The great test of a life, Dr. Martin Luther King Jr. said, is to harness that instinct; to redirect it towards advancing the greater good; toward changing a community and a country for the better; toward doing the Lord’s work.
I sometimes think Dr. King must have had Dorothy Height in mind when he gave that speech. For Dorothy Height met the test. Dorothy Height embodied that instinct. Dorothy Height was a drum major for justice. A drum major for equality. A drum major for freedom. A drum major for service. And the lesson she would want us to leave with today -- a lesson she lived out each and every day -- is that we can all be first in service. We can all be drum majors for a righteous cause. So let us live out that lesson. Let us honor her life by changing this country for the better as long as we are blessed to live. May God bless Dr. Dorothy Height and the union that she made more perfect. (Applause.)
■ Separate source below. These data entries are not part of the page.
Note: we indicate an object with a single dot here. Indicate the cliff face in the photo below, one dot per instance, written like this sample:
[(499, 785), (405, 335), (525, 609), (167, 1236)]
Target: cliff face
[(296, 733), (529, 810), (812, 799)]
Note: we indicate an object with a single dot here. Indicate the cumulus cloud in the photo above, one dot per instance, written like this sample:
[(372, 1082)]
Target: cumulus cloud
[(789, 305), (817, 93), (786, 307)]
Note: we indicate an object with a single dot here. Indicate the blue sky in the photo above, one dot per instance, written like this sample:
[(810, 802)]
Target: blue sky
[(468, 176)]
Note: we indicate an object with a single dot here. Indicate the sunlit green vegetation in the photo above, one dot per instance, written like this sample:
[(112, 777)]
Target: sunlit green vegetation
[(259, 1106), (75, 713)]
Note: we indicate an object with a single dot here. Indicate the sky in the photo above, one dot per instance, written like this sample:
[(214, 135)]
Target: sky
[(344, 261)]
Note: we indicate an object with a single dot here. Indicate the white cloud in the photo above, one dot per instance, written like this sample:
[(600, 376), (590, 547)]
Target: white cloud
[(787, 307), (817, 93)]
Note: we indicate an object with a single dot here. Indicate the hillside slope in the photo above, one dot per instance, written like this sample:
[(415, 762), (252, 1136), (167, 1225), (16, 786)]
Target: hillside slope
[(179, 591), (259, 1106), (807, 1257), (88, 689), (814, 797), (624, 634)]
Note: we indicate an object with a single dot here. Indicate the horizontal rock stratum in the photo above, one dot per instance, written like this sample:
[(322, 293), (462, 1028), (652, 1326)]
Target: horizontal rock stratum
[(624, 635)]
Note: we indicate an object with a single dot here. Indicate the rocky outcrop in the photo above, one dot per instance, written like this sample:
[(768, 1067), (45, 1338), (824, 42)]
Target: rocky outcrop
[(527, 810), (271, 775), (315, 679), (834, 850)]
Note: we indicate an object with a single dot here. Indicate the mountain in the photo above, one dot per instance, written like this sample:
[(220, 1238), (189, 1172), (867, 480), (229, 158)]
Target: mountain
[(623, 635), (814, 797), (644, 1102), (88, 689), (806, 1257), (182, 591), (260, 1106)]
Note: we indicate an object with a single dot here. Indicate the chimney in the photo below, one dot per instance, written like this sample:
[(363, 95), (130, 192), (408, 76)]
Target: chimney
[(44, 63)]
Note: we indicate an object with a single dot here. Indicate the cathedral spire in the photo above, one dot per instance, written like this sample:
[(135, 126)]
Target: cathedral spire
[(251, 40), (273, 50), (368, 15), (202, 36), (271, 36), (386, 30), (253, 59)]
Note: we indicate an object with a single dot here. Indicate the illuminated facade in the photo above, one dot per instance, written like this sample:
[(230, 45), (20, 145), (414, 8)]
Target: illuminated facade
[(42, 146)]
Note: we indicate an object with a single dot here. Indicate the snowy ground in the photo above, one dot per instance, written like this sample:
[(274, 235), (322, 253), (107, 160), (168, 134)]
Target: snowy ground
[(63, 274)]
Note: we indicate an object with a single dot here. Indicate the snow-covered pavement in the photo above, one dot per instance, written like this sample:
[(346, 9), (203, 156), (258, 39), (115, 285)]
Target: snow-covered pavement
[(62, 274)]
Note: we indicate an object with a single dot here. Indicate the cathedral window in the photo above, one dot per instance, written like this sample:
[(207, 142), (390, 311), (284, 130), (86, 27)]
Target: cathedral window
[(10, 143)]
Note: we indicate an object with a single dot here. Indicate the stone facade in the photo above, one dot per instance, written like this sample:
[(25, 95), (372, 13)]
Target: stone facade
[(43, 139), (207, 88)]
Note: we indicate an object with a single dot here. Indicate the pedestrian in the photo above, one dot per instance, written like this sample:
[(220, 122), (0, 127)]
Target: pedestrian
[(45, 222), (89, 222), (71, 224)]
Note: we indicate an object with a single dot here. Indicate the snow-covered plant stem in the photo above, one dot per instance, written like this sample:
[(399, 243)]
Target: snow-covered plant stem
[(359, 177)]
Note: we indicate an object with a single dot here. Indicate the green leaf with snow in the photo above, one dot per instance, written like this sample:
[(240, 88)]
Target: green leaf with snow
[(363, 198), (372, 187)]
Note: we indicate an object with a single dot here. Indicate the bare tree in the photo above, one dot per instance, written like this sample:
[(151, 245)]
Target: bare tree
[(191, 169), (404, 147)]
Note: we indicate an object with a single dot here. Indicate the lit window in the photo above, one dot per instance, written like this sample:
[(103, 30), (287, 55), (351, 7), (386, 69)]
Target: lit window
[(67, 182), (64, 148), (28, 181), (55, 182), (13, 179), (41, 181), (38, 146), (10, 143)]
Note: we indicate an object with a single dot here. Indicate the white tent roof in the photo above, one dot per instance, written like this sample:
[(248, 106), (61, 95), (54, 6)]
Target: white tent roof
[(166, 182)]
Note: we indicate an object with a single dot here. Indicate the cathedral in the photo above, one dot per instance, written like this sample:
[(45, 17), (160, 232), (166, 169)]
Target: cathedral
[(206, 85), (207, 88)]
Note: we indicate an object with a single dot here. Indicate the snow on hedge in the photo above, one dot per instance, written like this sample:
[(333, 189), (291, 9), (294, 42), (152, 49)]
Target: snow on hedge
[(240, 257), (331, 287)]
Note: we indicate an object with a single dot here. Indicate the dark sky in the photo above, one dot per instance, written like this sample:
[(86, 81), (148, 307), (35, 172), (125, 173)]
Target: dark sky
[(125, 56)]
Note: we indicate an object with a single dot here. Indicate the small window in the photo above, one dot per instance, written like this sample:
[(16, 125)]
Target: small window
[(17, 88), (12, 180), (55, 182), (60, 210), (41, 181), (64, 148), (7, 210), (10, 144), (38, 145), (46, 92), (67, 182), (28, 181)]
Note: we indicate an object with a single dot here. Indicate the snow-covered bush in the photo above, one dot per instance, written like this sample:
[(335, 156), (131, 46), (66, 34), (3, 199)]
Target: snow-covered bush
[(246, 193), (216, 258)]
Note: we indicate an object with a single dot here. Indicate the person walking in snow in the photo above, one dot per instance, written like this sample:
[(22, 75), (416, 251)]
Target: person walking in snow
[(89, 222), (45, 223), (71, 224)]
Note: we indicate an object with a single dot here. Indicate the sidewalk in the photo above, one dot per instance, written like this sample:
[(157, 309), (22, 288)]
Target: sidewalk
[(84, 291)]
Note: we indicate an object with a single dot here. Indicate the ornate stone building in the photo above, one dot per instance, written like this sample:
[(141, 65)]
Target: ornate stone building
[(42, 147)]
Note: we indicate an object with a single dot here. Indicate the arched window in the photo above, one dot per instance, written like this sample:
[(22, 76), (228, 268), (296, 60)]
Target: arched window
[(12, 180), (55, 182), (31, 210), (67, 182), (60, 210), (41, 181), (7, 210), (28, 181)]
I’ll close with three quotes from Dr. Height.
“If the time is not ripe, we have to ripen the time.”
“When you're a black woman, you seldom get to do what you just want to do; you always do what you have to do.”
“We have to improve life, not just for those who have the most skills and those who know how to manipulate the system. But also for and with those who often have so much to give but never get the opportunity.”